# Umfrage Bundestagswahl 2009



## eYe (4 November 2008)

So ca 1 Jahr vor den Neuwahlen wollte ich mal so hören wie die Stimmung ist.

Auch wenn es mit Sicherheit keine repräsentative Umfrage sein wird, so kann man ja vielleicht doch über den ein oder andere Trend diskutieren 

Btw, ich gehe mal stark davon aus das die Partei der Nichtwähler wieder die meisten Stimmen bekommt


----------



## Ralle (4 November 2008)

Mir fehlt da die Whiskytrinkerpartei, alles andere ist unseriös *ROFL*!


----------



## Oberchefe (4 November 2008)

> Mir fehlt da die Whiskytrinkerpartei, alles andere ist unseriös



Die Biertrinker Partei gab's zumindest schon mal, sollte wenigstens für den Anfang reichen.


----------



## vierlagig (4 November 2008)

warum ist die abstimmung nicht öffentlich?


----------



## Gerhard Bäurle (4 November 2008)

eYe schrieb:


> So ca 1 Jahr vor den Neuwahlen wollte ich mal so hören wie die Stimmung ist.
> 
> Auch wenn es mit Sicherheit keine repräsentative Umfrage sein wird, so kann man ja vielleicht doch über den ein oder andere Trend diskutieren



Gehören denn die SED-Erben nicht auch zu den "Sonstigen"


----------



## vierlagig (4 November 2008)

Gerhard Bäurle schrieb:


> die SED-Erben



jaja, die ollen ex-kommunisten, alte SED-funktionäre ... immer noch das zünglein an der waage in hessen ... und da gibt es besonders viele vom alten SED-kader  ... nazis ham die da keine, aber alt-kommunisten 

ich empfehle allen das intensive studium der volker pispers videos auf youtube 

...sehr schön finde ich auch den vergleich mit der katholischen kirche, von denen keiner verlangt, dass sie das erbeutete geld zurückgibt, wobei es sich noch nicht mal um eine nachfolgeorganisation handelt ...

leute, guckt pispers!


----------



## Gerhard Bäurle (4 November 2008)

vierlagig schrieb:


> ... immer noch das zünglein an der waage in hessen ...



Es mag schon sein, dass die Linke dort schon begonnen haben,
sich wichtig zu fühlen, aber ...

... hat es sich dort nicht ausgezüngelt, bevor es angefangen hat?


----------



## Question_mark (4 November 2008)

*Lügilanti*

Hallo,



			
				Gerhard Bäuerle schrieb:
			
		

> ... hat es sich dort nicht ausgezüngelt, bevor es angefangen hat?


Zumindest ist jetzt verhindert, dass Oskar in den nächsten Jahren die SPD in Hessen am Nasenring durch die Manege führt...
Am besten sind da wohl Neuwahlen angesagt, aber die Lügilanti will tatsächlich wieder antreten.
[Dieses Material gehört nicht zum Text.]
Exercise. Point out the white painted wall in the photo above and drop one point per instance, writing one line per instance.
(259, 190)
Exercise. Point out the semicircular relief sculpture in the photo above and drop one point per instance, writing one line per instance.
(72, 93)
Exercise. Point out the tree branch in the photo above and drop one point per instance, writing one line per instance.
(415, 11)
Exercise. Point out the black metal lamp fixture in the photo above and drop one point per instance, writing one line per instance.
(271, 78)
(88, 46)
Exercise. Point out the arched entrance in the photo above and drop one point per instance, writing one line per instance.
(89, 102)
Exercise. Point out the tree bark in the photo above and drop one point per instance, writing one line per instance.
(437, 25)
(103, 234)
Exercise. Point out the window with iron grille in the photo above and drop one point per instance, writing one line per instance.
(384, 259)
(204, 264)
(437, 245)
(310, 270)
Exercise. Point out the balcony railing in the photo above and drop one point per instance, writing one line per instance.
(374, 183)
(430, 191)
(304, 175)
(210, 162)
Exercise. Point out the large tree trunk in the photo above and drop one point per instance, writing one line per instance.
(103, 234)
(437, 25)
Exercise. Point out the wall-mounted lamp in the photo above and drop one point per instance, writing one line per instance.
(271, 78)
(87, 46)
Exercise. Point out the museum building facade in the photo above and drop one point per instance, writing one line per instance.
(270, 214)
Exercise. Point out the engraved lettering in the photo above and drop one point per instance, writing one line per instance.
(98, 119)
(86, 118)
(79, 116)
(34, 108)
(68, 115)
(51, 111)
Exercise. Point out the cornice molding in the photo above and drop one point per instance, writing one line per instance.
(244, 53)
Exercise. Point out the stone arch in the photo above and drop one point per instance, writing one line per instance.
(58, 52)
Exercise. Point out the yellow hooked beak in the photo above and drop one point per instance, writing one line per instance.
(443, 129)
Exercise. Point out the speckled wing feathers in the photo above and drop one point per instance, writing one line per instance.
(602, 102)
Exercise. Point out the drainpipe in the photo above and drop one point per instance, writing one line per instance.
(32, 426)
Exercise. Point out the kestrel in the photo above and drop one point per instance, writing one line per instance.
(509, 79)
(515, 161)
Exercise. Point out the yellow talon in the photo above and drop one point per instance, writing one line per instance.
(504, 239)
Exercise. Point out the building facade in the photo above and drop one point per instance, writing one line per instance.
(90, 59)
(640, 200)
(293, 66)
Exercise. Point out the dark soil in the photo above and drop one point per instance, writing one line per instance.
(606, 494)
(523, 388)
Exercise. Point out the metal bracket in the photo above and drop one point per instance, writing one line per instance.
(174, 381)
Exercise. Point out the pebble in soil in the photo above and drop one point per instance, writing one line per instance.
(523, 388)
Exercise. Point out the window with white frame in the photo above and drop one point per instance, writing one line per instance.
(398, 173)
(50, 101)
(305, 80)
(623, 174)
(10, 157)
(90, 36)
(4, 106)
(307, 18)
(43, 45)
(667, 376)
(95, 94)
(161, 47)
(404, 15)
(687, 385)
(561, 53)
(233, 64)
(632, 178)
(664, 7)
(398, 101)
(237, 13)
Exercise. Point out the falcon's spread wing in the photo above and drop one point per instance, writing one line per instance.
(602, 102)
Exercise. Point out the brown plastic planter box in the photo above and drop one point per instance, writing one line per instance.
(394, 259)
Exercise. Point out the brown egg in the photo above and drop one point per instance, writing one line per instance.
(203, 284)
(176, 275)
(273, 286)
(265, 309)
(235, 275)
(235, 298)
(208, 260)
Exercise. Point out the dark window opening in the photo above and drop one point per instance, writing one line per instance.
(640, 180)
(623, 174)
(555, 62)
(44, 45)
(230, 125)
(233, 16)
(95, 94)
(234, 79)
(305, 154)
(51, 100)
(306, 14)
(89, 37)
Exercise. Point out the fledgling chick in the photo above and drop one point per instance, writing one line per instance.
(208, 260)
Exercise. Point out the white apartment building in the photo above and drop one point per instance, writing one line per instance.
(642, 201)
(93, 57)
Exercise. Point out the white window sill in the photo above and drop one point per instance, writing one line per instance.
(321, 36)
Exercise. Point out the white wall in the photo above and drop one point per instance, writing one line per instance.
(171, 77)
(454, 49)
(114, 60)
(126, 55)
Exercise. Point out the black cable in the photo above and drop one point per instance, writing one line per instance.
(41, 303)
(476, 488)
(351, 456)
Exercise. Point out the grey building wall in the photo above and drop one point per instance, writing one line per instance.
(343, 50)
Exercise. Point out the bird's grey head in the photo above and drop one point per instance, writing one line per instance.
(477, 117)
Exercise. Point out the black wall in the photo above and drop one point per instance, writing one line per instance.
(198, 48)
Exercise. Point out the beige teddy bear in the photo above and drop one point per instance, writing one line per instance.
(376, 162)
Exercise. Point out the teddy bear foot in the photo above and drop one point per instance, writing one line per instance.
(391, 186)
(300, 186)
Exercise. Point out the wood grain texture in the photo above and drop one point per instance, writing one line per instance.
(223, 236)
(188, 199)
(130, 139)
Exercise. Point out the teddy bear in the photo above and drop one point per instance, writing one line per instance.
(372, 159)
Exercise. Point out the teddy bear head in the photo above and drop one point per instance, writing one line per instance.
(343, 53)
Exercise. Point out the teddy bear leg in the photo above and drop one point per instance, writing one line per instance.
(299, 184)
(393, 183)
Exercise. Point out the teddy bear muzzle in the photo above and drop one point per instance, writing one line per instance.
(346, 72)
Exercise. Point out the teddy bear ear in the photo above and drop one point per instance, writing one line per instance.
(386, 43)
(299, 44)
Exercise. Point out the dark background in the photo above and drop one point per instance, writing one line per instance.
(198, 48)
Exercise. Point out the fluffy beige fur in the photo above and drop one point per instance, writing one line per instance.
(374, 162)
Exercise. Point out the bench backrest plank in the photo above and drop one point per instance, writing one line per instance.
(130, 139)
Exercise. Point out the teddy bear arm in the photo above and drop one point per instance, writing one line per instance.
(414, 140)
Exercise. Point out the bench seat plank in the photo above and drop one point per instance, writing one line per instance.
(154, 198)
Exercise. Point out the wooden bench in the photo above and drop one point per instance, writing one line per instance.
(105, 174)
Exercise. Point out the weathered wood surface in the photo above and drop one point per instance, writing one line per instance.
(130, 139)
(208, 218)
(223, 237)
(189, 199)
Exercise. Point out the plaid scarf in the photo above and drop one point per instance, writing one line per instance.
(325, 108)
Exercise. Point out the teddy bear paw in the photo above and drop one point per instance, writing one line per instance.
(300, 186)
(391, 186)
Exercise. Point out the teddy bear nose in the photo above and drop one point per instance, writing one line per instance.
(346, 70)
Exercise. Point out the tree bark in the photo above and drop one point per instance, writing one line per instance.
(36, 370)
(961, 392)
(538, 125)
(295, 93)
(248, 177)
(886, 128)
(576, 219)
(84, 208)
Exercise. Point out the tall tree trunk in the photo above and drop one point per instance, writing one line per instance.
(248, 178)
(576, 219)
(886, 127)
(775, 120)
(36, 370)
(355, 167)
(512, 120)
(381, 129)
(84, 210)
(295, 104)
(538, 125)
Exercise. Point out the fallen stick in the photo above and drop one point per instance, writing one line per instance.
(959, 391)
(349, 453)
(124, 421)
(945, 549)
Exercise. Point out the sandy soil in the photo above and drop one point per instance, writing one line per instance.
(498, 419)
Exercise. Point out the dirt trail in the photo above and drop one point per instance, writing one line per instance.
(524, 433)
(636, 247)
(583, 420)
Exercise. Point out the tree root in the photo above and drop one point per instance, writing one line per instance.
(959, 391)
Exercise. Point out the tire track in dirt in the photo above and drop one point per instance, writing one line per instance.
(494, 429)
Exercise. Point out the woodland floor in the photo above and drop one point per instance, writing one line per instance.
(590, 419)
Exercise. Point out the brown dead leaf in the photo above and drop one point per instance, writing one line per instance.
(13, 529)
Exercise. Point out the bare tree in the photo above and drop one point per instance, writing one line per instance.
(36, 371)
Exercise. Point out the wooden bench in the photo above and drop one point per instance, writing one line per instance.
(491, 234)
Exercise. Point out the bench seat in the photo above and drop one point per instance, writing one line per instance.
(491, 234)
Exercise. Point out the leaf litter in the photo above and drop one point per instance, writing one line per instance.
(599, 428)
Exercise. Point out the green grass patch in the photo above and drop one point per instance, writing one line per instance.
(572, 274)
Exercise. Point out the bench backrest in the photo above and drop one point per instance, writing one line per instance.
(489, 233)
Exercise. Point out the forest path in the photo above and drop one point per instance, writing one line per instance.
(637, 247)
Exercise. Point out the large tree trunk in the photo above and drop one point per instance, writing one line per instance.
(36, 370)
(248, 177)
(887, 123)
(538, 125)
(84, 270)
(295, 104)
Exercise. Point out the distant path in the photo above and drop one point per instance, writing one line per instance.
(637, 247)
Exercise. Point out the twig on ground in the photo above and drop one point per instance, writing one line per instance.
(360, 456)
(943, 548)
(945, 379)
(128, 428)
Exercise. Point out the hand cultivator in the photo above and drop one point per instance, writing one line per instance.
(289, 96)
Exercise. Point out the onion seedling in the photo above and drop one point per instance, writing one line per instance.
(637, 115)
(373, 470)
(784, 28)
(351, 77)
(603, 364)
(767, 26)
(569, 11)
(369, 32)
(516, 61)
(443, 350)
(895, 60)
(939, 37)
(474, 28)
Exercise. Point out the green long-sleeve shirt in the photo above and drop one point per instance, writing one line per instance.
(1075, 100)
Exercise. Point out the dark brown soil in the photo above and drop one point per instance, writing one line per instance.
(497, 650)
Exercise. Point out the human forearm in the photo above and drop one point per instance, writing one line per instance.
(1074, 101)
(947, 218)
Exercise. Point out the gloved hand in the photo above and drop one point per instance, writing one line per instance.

Selbstmord aus Angst vor dem Tod ???

Gruß

Question_mark


----------



## Cerberus (5 November 2008)

Question_mark schrieb:


> Zumindest ist jetzt verhindert, dass Oskar in den nächsten Jahren die SPD in Hessen am Nasenring durch die Manege führt...


 
Und es gibt auch einige, die sich über diese Tatsache besonders gefreut haben. Ich finde den vier SPD-Abweichlern gehört das Bundesverdienstkreuz verliehen!!


----------



## Gebs (5 November 2008)

Ralle schrieb:


> Mir fehlt da die Whiskytrinkerpartei, alles andere ist unseriös *ROFL*!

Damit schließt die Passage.